NEW COVID-19 VARIANT PUTS LONDON IN LOCKDOWN
London and other locations in England entered “Tier 4” lockdown restrictions on Dec. 20.
The restrictions announced by Prime Minster Boris Johnson are due to the emergence of a fast-spreading variant of COVID-19 believed to be as much as 70% more transmissible than the original virus, reported Business Insider (Dec. 19).
Although little is known about the variant, Johnson explained that immediate action was required saying, “We already know more than enough to be sure that we must act now.” Residents will be expected to stay home with limited exemptions. Non-essential retail, indoor gyms, leisure facilities, and personal care services are all closed. Citizens are being advised not to travel and Christmas will be “canceled” for those in Tier 4 areas.
RESTRICTED TRADE OFFERS GLIMPSE INTO LIFE WITHOUT A BREXIT DEAL
European nations also restricted U.K. trade and travel to guard against the resurgent coronavirus, causing the U.K. to confront threats of food insecurity and panicked shopping, reported Bloomberg (Dec. 21).
On Dec. 20, France suspended travel from the U.K. for 48 hours, while Germany and Italy halted arriving flights from Britain, with Spain and Portugal following suit.
Container ports and ferry terminals are congested because of stockpiling ahead of the Dec. 31 Brexit deadline, resulting in cargo pileups and supply-chain disruptions across different industries.

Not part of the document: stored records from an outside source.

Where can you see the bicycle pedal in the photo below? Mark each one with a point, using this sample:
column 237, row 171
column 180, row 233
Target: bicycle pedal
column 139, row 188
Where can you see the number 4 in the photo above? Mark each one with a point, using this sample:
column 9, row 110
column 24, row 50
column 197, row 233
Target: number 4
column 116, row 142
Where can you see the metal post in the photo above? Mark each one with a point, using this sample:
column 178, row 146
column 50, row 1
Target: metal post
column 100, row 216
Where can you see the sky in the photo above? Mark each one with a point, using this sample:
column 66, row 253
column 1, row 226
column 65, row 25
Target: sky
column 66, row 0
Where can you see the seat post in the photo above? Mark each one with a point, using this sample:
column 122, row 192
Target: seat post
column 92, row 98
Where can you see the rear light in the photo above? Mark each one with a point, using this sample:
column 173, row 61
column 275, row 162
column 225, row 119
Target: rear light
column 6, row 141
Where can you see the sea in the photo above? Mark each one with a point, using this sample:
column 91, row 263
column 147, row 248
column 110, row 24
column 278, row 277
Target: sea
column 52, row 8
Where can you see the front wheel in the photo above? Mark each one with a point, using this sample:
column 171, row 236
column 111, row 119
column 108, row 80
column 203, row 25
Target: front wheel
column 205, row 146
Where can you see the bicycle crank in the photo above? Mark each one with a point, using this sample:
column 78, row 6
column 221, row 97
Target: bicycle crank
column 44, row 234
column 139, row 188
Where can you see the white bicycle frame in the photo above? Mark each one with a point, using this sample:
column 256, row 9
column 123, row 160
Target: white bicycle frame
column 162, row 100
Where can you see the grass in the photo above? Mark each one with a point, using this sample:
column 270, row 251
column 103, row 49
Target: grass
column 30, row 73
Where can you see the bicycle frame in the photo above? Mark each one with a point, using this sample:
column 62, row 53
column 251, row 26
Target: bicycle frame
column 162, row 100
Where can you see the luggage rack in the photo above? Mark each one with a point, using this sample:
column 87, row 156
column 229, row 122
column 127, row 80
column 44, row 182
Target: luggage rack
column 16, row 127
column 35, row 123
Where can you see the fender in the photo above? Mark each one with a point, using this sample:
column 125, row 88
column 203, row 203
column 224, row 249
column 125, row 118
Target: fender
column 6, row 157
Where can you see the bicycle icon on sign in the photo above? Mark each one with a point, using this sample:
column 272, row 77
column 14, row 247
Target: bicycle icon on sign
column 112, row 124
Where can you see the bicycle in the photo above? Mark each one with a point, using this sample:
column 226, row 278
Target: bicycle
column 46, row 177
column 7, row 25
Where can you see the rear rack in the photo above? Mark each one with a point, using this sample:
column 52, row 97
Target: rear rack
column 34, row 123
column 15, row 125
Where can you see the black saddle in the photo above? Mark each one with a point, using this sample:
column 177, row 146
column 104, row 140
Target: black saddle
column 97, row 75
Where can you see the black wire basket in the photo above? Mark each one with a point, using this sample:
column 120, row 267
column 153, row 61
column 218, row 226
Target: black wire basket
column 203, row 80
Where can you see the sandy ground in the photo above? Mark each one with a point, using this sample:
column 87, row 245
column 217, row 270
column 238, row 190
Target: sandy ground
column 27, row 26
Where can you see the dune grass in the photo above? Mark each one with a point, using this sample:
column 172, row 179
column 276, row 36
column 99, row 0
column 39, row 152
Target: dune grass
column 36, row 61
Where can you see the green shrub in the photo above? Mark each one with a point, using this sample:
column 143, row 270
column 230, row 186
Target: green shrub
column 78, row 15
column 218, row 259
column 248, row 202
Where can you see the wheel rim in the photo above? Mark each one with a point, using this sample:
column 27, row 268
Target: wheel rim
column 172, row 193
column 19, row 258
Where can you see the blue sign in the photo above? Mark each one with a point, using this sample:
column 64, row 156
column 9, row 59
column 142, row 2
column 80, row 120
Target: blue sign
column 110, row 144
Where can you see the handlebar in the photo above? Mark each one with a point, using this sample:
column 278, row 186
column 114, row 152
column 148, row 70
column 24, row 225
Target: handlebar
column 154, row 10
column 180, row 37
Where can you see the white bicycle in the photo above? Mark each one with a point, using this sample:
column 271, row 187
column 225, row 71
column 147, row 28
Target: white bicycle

Another transport problem of note is the more than 100 EU-bound seafood trucks headed for Christmas wholesale markets in France and Spain. Fears are mounting that live shellfish will spoil if the trucks are held up at the border, according to James Withers, CEO at the Scotland Food & Drink industry group, who called the situation “the nightmare before Christmas.”
These situations all offer a preview of the possible chaos that lies ahead without a Brexit deal.